One day, her son came into her room holding a letter. “I just got some news, Mom,” he said. “The government has come to an agreement with the people in North Dakota. They’ve decided that our land is really part of the United States. We have the right to approve or disapprove of the agreement. What do you think?”

“What do I think?” his mother said. “Sign it! Call them right now and tell them we accept! I don’t think I can stand another Canadian winter!”

Celebrating Canada Day is about celebrating who we are. And who we are is to a large extent defined by our borders. Indeed, boundaries are important. We need to be clear about the margins, the borders, of our country to understand the shape, size and very nature of our identity.

The margins are both bad and good places for us.

Often we think of the margins as places we don’t want to go to. Those are unknown, scary places full of tension. Margins are not desirable locales. They are places where danger lurks.

I visited this past week the Carlington neighborhood whose chaplaincy we support by our donations and, more significantly, our volunteer leaders. Here, in Ottawa, this area was established for “low income housing” where poor people live. People who call that neighborhood “home” live on the margins of society, so we say.

Jesus, of course, goes to those scary places – our Gospel text today (Mark 5:21-43) opens with a statement recognizing borders: “Jesus crossed in a boat to the other side.” For a rabbi to go to the margins, this is something extraordinary. Jesus is not afraid to go to those from whom we normally want to keep distant.
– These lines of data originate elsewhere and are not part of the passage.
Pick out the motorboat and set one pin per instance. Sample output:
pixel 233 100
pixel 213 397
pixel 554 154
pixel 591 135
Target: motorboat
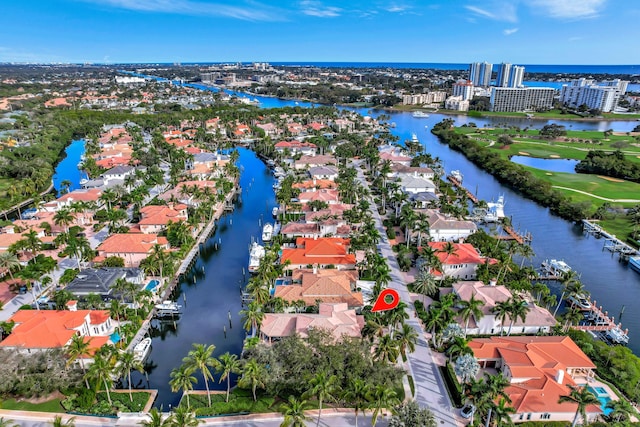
pixel 267 232
pixel 457 175
pixel 168 308
pixel 256 253
pixel 142 349
pixel 495 210
pixel 555 266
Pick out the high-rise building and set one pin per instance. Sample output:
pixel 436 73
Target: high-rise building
pixel 515 76
pixel 603 97
pixel 464 89
pixel 504 74
pixel 521 99
pixel 480 73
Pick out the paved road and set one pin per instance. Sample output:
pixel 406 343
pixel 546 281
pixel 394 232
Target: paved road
pixel 429 385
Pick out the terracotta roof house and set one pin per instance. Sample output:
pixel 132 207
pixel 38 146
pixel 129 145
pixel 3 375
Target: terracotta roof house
pixel 463 263
pixel 333 286
pixel 295 147
pixel 48 329
pixel 443 228
pixel 132 247
pixel 537 320
pixel 322 252
pixel 540 369
pixel 155 218
pixel 338 319
pixel 305 162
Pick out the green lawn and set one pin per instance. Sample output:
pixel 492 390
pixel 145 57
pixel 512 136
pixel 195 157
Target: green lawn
pixel 52 405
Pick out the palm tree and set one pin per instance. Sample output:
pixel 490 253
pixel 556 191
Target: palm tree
pixel 407 337
pixel 101 371
pixel 9 261
pixel 468 309
pixel 76 350
pixel 323 387
pixel 517 309
pixel 357 393
pixel 184 417
pixel 126 362
pixel 182 379
pixel 293 412
pixel 253 375
pixel 228 364
pixel 201 358
pixel 155 419
pixel 582 397
pixel 621 410
pixel 382 397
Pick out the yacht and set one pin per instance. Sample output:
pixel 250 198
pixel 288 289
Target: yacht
pixel 256 253
pixel 555 266
pixel 420 114
pixel 267 232
pixel 168 308
pixel 142 349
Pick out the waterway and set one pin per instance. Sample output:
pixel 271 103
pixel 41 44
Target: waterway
pixel 550 165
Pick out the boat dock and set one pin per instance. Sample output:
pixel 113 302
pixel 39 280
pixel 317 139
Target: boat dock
pixel 458 184
pixel 514 235
pixel 611 242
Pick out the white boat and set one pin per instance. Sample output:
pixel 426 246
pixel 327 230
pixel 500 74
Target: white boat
pixel 142 349
pixel 555 266
pixel 167 308
pixel 457 175
pixel 267 232
pixel 256 254
pixel 617 336
pixel 495 210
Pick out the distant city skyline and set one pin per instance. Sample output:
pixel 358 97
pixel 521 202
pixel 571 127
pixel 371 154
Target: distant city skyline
pixel 412 31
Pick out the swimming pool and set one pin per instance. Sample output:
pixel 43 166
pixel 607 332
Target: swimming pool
pixel 151 286
pixel 603 397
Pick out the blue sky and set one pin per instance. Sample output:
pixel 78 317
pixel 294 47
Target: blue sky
pixel 459 31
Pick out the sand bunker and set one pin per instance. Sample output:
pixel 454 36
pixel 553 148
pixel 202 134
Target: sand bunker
pixel 608 178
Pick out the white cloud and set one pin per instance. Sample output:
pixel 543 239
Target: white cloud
pixel 497 10
pixel 251 11
pixel 569 9
pixel 315 8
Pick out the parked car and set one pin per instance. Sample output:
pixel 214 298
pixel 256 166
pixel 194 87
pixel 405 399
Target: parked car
pixel 468 410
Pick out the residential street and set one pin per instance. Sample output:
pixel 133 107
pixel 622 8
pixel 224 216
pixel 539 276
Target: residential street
pixel 430 389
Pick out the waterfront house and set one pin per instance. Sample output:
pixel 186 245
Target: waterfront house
pixel 443 228
pixel 323 252
pixel 539 370
pixel 337 319
pixel 38 330
pixel 131 247
pixel 100 281
pixel 537 319
pixel 155 218
pixel 329 285
pixel 462 263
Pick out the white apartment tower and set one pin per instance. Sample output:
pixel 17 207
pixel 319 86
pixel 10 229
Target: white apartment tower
pixel 480 73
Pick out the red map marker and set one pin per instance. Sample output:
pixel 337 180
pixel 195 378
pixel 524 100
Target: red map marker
pixel 381 303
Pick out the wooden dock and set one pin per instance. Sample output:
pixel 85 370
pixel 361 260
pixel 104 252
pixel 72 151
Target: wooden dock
pixel 458 184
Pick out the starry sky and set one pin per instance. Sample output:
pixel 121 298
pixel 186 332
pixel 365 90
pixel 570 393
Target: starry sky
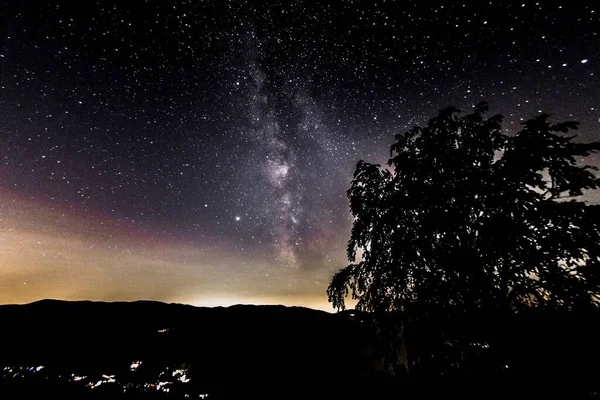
pixel 199 151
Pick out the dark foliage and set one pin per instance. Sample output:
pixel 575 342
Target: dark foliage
pixel 467 224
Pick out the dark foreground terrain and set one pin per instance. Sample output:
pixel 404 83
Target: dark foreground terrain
pixel 154 350
pixel 151 350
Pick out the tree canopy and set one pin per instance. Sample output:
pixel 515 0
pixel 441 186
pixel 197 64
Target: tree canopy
pixel 467 217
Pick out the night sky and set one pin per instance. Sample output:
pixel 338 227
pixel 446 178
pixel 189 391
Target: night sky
pixel 200 151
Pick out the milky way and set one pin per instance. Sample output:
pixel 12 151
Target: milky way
pixel 200 152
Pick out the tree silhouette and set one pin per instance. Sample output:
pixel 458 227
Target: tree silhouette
pixel 467 218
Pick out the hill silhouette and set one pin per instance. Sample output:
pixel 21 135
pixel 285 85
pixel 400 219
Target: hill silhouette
pixel 239 350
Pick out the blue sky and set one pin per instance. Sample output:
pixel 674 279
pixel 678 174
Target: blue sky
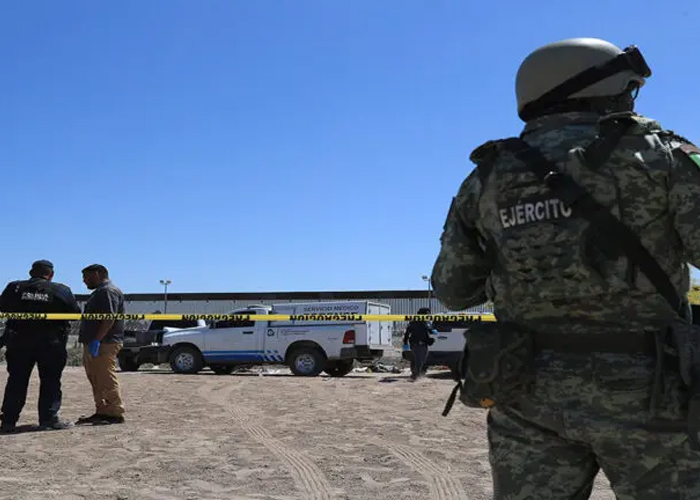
pixel 262 145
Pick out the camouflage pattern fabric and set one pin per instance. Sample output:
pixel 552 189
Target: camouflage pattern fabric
pixel 586 413
pixel 508 240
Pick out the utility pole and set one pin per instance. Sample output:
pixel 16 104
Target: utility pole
pixel 430 293
pixel 165 284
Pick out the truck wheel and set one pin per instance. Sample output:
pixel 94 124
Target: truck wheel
pixel 221 369
pixel 306 362
pixel 186 359
pixel 339 368
pixel 128 363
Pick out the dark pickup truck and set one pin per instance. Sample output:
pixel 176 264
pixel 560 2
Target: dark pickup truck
pixel 142 346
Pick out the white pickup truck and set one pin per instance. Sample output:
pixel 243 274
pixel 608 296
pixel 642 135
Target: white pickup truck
pixel 307 347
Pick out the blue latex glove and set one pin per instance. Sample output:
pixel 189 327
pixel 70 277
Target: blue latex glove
pixel 94 347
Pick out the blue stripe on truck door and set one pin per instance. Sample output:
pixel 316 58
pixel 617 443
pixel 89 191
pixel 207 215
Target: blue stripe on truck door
pixel 255 355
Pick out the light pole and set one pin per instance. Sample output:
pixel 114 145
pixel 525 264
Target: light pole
pixel 165 284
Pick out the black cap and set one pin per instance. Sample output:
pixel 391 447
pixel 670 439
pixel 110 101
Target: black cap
pixel 42 263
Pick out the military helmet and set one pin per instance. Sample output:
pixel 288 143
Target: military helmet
pixel 576 68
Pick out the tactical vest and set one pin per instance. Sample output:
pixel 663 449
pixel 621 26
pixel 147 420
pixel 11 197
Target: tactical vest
pixel 549 262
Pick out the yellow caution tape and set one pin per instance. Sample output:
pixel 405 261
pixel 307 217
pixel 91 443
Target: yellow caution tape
pixel 448 318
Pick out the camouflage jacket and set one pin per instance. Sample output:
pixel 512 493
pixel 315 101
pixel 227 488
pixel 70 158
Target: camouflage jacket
pixel 508 239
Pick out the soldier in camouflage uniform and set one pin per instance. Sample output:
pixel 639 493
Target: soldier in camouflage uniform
pixel 508 240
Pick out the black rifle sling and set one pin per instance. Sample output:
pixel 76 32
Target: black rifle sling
pixel 581 202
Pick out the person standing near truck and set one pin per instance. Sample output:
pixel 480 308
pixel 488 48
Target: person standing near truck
pixel 36 342
pixel 102 340
pixel 418 337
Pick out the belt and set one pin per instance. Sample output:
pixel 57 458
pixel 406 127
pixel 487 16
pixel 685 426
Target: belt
pixel 628 343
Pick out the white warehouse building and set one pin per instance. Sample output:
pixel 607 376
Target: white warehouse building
pixel 401 301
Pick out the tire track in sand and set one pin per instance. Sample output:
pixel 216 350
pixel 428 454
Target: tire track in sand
pixel 442 485
pixel 306 475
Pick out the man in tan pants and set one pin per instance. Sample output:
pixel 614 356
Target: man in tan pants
pixel 102 340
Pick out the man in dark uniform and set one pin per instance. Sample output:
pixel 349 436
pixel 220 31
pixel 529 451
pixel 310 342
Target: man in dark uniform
pixel 418 336
pixel 40 342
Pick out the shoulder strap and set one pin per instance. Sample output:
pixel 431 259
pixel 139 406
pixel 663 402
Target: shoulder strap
pixel 582 203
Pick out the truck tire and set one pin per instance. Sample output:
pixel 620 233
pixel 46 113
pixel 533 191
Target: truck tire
pixel 307 361
pixel 186 359
pixel 221 369
pixel 339 368
pixel 128 363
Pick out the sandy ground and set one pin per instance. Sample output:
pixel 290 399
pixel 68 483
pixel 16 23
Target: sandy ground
pixel 251 436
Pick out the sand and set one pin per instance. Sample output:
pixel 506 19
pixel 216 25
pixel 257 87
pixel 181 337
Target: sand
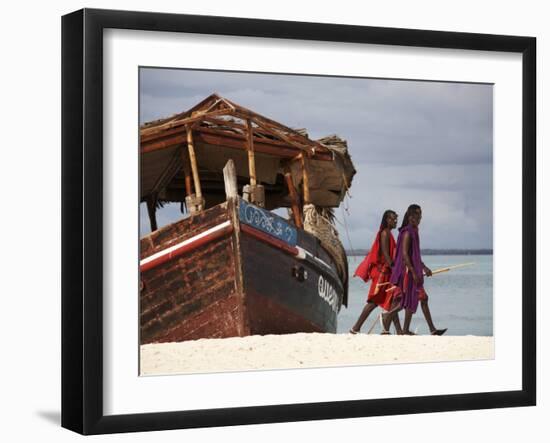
pixel 307 351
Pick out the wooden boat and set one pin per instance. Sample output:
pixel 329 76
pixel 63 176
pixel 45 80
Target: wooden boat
pixel 232 267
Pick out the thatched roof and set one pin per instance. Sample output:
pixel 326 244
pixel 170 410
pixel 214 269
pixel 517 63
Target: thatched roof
pixel 220 131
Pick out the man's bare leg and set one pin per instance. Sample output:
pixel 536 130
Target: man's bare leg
pixel 369 307
pixel 428 317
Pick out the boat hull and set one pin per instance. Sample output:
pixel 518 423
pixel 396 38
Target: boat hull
pixel 235 270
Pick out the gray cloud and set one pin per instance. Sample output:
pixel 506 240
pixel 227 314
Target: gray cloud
pixel 411 141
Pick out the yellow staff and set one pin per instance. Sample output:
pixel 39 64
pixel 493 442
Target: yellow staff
pixel 438 271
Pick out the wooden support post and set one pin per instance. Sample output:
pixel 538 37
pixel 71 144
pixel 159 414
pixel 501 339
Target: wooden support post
pixel 199 201
pixel 250 148
pixel 305 179
pixel 186 171
pixel 295 200
pixel 151 210
pixel 230 179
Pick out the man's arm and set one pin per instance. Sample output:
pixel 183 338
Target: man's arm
pixel 385 245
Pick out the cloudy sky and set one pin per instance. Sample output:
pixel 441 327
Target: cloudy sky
pixel 411 142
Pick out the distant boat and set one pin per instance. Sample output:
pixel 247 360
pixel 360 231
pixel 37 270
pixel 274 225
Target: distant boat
pixel 233 267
Jesus goes directly into the home of those whom he heals – Jairus’ daughter in this case. Jesus doesn’t heal from a distance; he goes right into the room and even touches the sick, the outcast and the marginalized. The Gospels are full of such examples. This is his practice – going to the margins. This defines his identity.

Jesus would make a good Canadian. It’s interesting we are living in a time of our history when Canadians are just starting to explore and establish our national presence in a largely unknown “margin” of our country – the Arctic in the Far North. We might find Jesus there. Or would we?

Because Christianity is not just about going to and debating geographic boundaries. Christianity is more than that. It is essentially about going to the social margins.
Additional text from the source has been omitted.